Israel’s High Court recently asked Attorney General Yehuda Weinstein to explain his stance on the state’s confiscation of Palestinian land in East Jerusalem. His answer was that it is a-okay. The 1950 Absentee Property Law was designed to give the state the legal tools to confiscate Palestinian refugees’ property. The refugees, from the 1948 war, were literally “absent” from their homes at the time – a very fitting criteria considering it was a time of war, during which people fled and were forced out.
The way Israel uses the law is kind of like stealing someone’s seat if they get up for a second to go to the bathroom. The state takes advantage of a vulnerable moment in time to claim something as their own – forever. It’s not that Israel has any more of a legal right to that seat, it just seized the opportunity and then decided to build a legal framework to justify it.
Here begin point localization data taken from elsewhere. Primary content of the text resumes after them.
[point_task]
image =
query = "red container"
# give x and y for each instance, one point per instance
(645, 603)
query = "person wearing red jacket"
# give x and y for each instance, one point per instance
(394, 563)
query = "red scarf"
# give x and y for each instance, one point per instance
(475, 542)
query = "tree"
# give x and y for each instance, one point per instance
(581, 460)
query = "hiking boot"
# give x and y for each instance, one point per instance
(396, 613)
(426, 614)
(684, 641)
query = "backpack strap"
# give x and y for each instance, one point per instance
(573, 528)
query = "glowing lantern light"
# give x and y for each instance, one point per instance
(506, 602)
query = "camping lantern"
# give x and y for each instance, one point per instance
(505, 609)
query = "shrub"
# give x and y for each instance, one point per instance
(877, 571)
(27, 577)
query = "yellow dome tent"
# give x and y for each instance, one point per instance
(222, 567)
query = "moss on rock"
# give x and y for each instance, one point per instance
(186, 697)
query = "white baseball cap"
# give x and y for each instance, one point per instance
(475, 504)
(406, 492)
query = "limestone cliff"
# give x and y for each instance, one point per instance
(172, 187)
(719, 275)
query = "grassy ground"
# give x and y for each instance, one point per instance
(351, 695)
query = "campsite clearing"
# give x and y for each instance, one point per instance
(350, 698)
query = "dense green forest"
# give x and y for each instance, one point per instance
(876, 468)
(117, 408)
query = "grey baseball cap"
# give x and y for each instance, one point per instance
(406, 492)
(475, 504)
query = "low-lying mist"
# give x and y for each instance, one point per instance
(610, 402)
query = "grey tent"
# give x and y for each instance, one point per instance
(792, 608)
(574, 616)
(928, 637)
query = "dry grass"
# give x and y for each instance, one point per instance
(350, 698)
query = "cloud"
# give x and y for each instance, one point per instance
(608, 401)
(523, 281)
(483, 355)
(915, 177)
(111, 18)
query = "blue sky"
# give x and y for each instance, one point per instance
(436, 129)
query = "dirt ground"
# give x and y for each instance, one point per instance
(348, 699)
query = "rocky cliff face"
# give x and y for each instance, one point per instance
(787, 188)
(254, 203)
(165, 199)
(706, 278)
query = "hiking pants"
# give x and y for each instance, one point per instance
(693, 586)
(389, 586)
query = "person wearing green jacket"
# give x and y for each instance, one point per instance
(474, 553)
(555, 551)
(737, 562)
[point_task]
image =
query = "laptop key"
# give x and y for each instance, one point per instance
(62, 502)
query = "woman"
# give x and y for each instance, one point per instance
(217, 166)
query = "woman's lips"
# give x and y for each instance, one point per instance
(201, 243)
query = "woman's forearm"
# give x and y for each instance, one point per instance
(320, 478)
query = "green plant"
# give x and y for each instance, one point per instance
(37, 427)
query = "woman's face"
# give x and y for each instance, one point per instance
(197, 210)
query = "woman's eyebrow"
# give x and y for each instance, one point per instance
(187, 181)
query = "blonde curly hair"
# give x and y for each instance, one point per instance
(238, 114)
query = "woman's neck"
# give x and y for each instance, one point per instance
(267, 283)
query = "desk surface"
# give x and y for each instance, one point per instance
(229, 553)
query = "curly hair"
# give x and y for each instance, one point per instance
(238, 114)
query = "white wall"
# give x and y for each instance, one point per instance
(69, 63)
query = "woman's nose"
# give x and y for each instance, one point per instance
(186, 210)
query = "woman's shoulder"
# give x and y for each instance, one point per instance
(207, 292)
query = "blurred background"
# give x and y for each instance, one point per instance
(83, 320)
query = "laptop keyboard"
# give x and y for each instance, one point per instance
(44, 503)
Israel’s obvious political ambitions in East Jerusalem make the legal aspect of such confiscation totally arbitrary in nature. Does it matter whether or not it is deemed legal or not? The fact is Israel is taking over more and more Palestinian land, for use by Jews.
This is why two former attorneys general ruled that the law specifically cannot be applied in East Jerusalem. In the eastern half of the city, which was a contiguous part of the West Bank until 1967, the lines between modern day Greater Jerusalem and the West Bank are arbitrary. Many Palestinians who were living in the West Bank and owned property in East Jerusalem could not be present to maintain their ownership. (For details on the history of this law and its application, read Ir Amim’s comprehensive report).
But despite these legal opinions, given in 1968 and in 2005, and the 1970 amendment to the law limiting its application in East Jerusalem, the legal confiscation goes on. A large portion of today’s Jewish settlement in Sheikh Jarrah, Silwan and the Muslim Quarter of the Old City was made possible over the last 30 years through the Absentee Property Law.
So, as far as I’m concerned, the attorney general’s kosher certification of the continued confiscation of Palestinian land in East Jerusalem is just a formality Israel needs in order to continue acting as it wishes. The policy is just as arbitrary as was Israel’s decision to annex 70 square kilometers of the West Bank into Jerusalem two weeks after the Six-Day War in 1967, a decision that no other state in the world recognizes as legal to this day.
Today, Palestinians mark the consequences of the Six-Day War, in which Israel occupied the West Bank and East Jerusalem. By erasing any trace of the pre-1967 borders through such legal theater surrounding the confiscation of Palestinian land, Israel’s government is pushing Palestinians to focus their national struggle on one year: 1948 — the Nakba. This focus has brought about a shift toward liberating all of mandatory Palestine, instead of only those territories occupied 46 years ago today.